Le regine veneziane di Elena Monzo tra bagliori e inquietudini

elena monzo

Se Elena Monzo fosse vissuta nel secolo scorso, sicuramente si sarebbe presa a braccetto con Egon Schiele, famoso pittore e incisore. Oggi nel panorama contemporaneo, ricco di riferimenti e privo di confini, l'artista italiana classe 1981, appare libera di scardinare la storia dell'arte per esprimere al massimo se stessa. La Galleria Traghetto di Venezia, il 18 maggio le dedicherà una terza personale, dal titolo Venice Queen, che fino al 10 luglio insieme alla personale dell'artista Mc Clune, intreccerà la contemporaneità con le tipiche caratteristiche dell'arte nata a Venezia nei secoli scorsi. Elena Monzo, così come Mc Clune catturano nelle loro opere il Bagliore: dei riflessi dell'acqua e delle stoffe preziose.

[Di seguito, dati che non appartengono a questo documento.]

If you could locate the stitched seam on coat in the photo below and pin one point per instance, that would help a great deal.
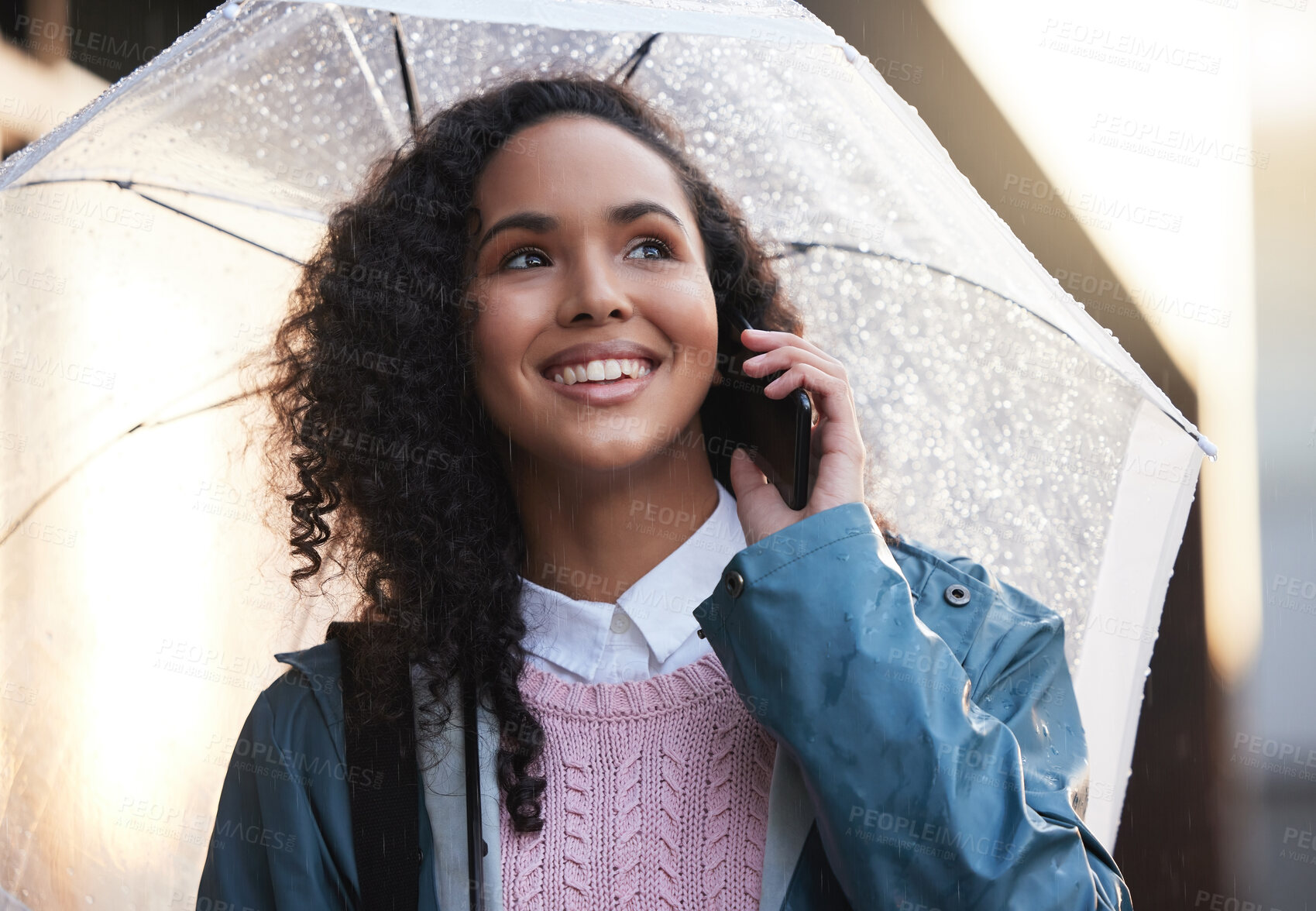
(844, 538)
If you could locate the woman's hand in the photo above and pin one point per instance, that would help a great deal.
(836, 446)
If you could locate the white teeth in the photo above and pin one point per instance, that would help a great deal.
(602, 370)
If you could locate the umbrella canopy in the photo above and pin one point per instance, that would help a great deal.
(153, 239)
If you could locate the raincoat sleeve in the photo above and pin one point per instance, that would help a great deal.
(933, 786)
(267, 851)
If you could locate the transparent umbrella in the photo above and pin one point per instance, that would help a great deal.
(152, 240)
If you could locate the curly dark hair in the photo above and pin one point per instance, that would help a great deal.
(374, 414)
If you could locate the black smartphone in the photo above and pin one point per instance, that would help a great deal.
(774, 431)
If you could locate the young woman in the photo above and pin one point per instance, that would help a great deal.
(493, 380)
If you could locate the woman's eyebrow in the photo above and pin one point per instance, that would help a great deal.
(542, 223)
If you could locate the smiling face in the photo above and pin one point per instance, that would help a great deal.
(589, 256)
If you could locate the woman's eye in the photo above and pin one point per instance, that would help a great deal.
(527, 253)
(651, 244)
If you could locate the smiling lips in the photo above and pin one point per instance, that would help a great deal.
(604, 370)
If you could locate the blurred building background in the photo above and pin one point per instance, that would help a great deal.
(1160, 160)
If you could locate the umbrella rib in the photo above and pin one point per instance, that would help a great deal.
(802, 246)
(50, 491)
(408, 77)
(306, 215)
(208, 224)
(367, 74)
(637, 56)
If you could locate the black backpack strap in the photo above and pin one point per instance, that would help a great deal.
(383, 784)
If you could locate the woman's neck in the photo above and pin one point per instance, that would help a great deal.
(593, 535)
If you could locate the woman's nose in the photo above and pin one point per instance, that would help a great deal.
(595, 290)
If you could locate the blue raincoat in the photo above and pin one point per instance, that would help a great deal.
(929, 749)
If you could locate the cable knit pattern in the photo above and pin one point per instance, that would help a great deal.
(657, 797)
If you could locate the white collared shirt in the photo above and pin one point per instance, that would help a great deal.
(651, 630)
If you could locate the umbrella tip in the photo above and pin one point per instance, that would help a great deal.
(1207, 446)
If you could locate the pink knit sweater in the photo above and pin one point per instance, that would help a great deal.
(657, 797)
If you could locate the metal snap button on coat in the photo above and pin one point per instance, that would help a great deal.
(957, 594)
(734, 583)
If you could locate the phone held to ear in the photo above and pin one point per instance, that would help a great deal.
(774, 431)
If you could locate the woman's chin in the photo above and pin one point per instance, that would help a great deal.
(615, 452)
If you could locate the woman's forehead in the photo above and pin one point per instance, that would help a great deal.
(572, 163)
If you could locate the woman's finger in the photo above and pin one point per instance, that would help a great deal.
(760, 340)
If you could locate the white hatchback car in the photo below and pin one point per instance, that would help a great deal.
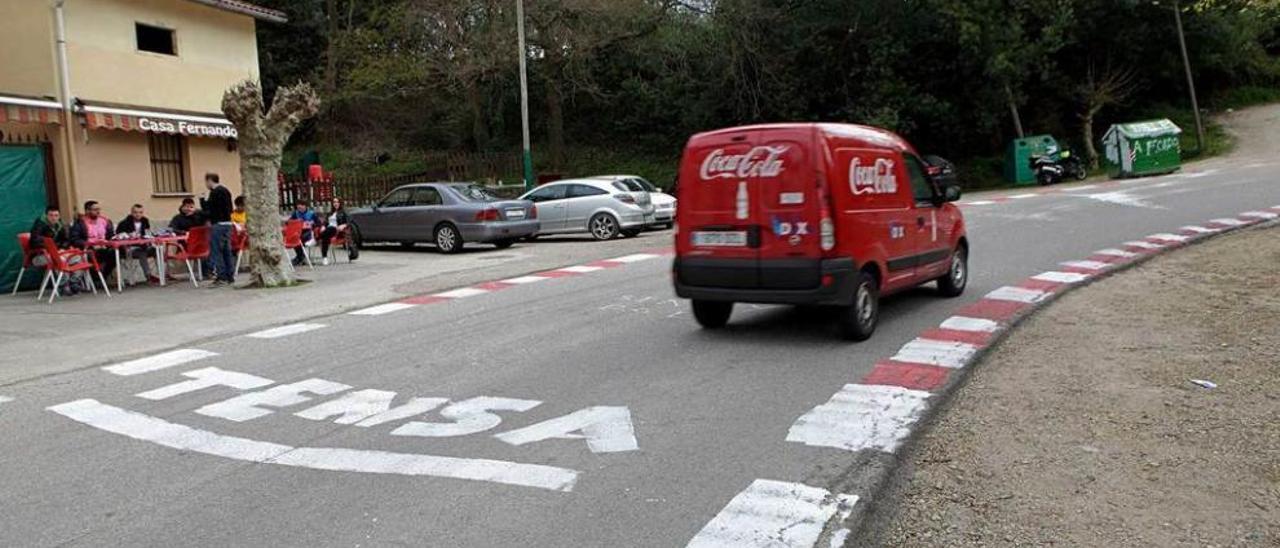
(604, 208)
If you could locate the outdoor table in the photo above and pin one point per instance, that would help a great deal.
(158, 243)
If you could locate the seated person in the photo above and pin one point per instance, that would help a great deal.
(95, 227)
(337, 224)
(302, 211)
(187, 218)
(137, 225)
(50, 225)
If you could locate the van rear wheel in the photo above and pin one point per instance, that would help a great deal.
(712, 314)
(954, 282)
(858, 320)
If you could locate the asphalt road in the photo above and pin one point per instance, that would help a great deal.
(662, 423)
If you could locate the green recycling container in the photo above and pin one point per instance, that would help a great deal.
(1018, 159)
(1143, 149)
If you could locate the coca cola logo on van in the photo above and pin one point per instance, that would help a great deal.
(759, 161)
(872, 179)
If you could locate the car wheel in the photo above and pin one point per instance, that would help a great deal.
(603, 227)
(447, 238)
(958, 275)
(712, 314)
(858, 320)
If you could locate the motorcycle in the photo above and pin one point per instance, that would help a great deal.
(1055, 167)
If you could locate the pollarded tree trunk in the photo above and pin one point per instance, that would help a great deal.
(261, 142)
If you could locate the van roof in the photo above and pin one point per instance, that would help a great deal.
(865, 133)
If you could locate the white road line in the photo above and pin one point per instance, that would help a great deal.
(944, 354)
(635, 257)
(862, 416)
(1016, 293)
(1144, 245)
(1087, 265)
(580, 269)
(970, 324)
(1056, 277)
(525, 279)
(461, 292)
(1115, 252)
(775, 515)
(284, 330)
(1168, 237)
(158, 361)
(184, 438)
(382, 309)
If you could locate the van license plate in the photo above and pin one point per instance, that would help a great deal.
(720, 238)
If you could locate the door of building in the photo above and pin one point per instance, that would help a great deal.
(22, 183)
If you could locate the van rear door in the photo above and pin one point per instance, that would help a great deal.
(749, 210)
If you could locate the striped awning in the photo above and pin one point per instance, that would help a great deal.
(30, 110)
(156, 122)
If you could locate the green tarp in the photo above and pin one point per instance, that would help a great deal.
(22, 186)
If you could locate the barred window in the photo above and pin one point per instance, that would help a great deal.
(168, 164)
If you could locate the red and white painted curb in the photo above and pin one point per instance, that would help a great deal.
(883, 410)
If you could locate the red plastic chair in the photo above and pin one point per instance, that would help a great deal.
(196, 249)
(240, 242)
(27, 256)
(293, 238)
(59, 264)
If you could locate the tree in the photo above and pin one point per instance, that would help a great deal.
(1098, 91)
(261, 144)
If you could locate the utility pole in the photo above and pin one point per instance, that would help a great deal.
(1191, 81)
(528, 156)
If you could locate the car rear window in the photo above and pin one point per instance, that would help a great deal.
(474, 193)
(627, 186)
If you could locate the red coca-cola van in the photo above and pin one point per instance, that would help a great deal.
(813, 214)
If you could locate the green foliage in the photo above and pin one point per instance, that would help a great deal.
(625, 82)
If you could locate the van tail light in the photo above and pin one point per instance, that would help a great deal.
(827, 231)
(487, 215)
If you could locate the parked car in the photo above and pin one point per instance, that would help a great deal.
(448, 215)
(604, 208)
(757, 225)
(663, 204)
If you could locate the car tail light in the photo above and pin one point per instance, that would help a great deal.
(485, 215)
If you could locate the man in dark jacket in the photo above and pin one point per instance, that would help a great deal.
(137, 225)
(219, 206)
(50, 225)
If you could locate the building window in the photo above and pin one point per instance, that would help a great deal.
(168, 164)
(156, 40)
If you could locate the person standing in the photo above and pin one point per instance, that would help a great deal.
(218, 208)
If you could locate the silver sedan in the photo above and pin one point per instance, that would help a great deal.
(604, 209)
(447, 215)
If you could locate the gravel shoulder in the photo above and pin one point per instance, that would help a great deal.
(1083, 427)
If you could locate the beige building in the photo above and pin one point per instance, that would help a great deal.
(128, 112)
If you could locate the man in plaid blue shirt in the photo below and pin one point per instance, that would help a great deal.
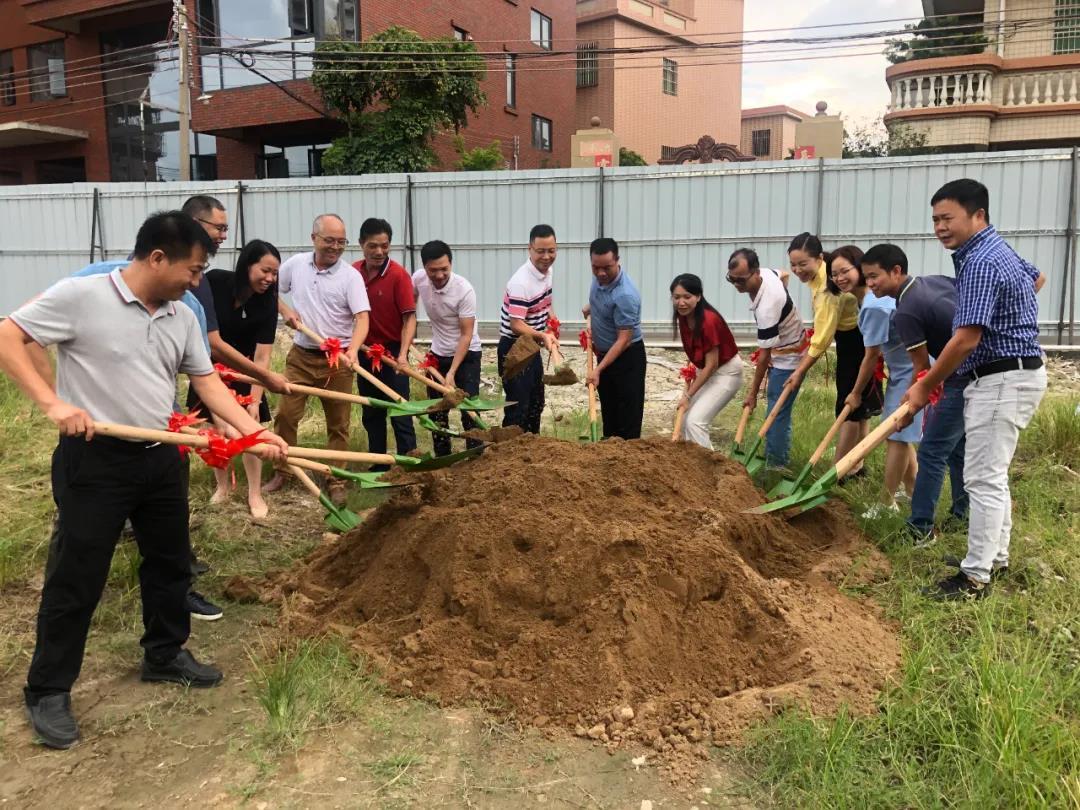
(996, 342)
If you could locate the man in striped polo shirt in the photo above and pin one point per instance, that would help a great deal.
(526, 307)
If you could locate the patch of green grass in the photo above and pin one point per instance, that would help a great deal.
(985, 710)
(310, 685)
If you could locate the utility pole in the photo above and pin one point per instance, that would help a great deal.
(180, 24)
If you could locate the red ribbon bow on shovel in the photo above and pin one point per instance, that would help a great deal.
(333, 349)
(376, 352)
(688, 373)
(221, 450)
(934, 396)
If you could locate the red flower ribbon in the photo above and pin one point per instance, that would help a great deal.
(376, 352)
(934, 395)
(221, 450)
(227, 375)
(333, 349)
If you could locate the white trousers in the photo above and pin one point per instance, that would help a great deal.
(710, 399)
(996, 408)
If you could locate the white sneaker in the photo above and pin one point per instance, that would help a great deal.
(879, 510)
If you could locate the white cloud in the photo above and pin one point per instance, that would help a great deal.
(852, 85)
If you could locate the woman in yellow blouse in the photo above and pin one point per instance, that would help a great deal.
(835, 315)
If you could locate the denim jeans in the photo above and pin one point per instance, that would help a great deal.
(942, 447)
(778, 441)
(996, 408)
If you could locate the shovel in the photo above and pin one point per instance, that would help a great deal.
(752, 460)
(786, 487)
(818, 493)
(338, 518)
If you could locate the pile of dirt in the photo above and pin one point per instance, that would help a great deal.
(616, 590)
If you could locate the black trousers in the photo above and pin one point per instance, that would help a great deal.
(98, 485)
(622, 393)
(526, 389)
(468, 379)
(375, 419)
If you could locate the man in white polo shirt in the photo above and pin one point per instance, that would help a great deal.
(121, 341)
(328, 296)
(450, 304)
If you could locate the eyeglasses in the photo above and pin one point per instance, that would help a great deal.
(223, 229)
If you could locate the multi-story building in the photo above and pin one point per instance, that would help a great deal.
(1021, 92)
(660, 91)
(768, 133)
(89, 90)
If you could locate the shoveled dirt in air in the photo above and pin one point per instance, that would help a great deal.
(615, 590)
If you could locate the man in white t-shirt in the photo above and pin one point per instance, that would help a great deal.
(329, 297)
(781, 343)
(450, 304)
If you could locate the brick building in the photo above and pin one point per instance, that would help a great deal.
(86, 92)
(670, 94)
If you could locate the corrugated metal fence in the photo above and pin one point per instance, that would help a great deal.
(667, 219)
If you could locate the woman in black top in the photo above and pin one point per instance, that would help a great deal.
(246, 306)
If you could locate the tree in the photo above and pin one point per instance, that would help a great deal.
(394, 92)
(876, 140)
(939, 37)
(482, 159)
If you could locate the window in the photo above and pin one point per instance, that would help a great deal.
(671, 77)
(511, 80)
(589, 75)
(541, 30)
(46, 70)
(1067, 26)
(7, 78)
(760, 140)
(541, 133)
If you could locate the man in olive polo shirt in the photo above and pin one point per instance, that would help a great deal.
(121, 340)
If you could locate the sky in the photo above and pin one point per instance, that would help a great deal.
(852, 85)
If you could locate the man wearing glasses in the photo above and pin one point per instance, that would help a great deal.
(328, 296)
(780, 340)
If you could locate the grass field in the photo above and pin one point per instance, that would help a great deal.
(985, 711)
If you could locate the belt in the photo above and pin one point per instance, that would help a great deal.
(1006, 364)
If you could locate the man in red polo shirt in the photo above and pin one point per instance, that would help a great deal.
(393, 325)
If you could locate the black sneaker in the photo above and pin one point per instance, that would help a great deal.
(997, 571)
(52, 720)
(202, 608)
(183, 670)
(957, 588)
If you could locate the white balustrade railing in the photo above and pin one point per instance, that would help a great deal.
(942, 90)
(1023, 90)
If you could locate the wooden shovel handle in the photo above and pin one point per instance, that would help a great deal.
(306, 480)
(310, 390)
(164, 436)
(394, 396)
(861, 450)
(775, 410)
(829, 435)
(743, 421)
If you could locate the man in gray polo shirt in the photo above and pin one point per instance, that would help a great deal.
(121, 340)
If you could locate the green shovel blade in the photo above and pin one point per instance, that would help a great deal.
(338, 517)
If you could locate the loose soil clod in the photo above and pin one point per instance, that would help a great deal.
(615, 590)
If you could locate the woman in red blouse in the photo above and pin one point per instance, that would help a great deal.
(711, 347)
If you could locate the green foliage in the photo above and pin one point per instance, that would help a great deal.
(934, 37)
(394, 92)
(482, 159)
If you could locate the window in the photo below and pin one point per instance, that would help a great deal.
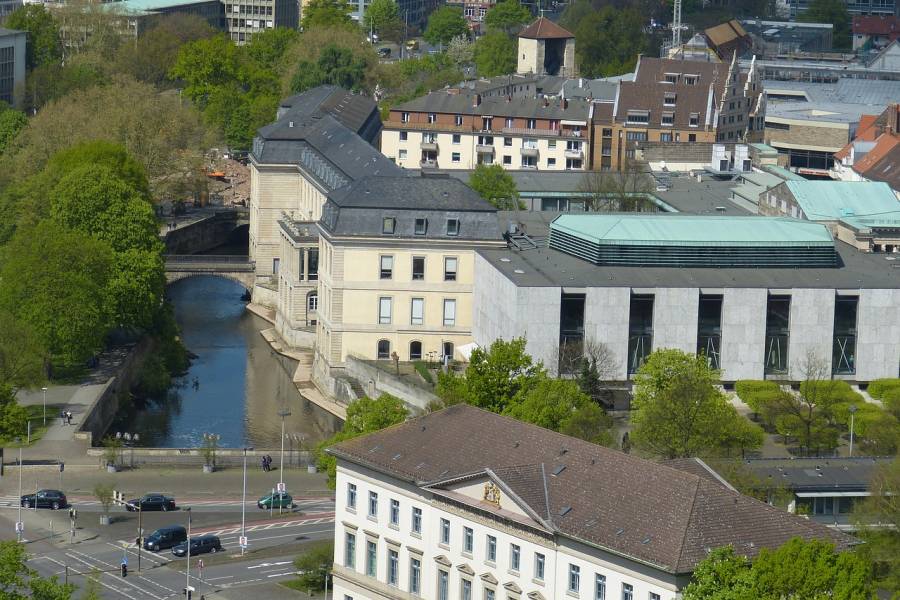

Elena Monzo porta in galleria l'universo delle donne, protagoniste assolute delle sue opere. Donne sole, proprio come le ritraeva Schiele, immerse in atmosfere buie e piatte, oppure donne in compagnia di altre donne, ma ritratte quasi in serie, a rappresentare un'idea, quella più cruda della propria identità, sessuale o emotiva. Le donne che prendono vita dai quadri a tecnica mista, nonostante la drammaticità delle espressioni, brillano di una raffinatezza intensa grazie ai colori che Elena Monzo sceglie per loro, ai tessuti che vi applica che sembrano preziosi come l'oro e i mosaici della fastosa Venezia. tra ossessione e trasgressione le nostre regine sembrano balzare fuori dal quadro imponendosi come presenze misteriose: private dei loro sensi, nascoste da maschere e da un pesante trucco è come se temessero di smascherarsi.

La giovane artista che ha frequentato l'Accademia di Brera a Milano, che ha partecipato a numerose fiere è un mix di personalità e classicità. L'attenzione alla corporeità, retaggio forse delle innumerevoli lezioni di nudo e alla manifestazione psicologica dei soggetti incuriosisce ancora di più per le tecniche sempre diverse che sperimenta. Lo stile è però sempre riconoscibile soprattutto per il tratto sottile, quasi grafico con cui realizza il corpo, e un colore non omogeneo che rende la presenza femminile sempre in bilico tra mistero, sogno e instabilità.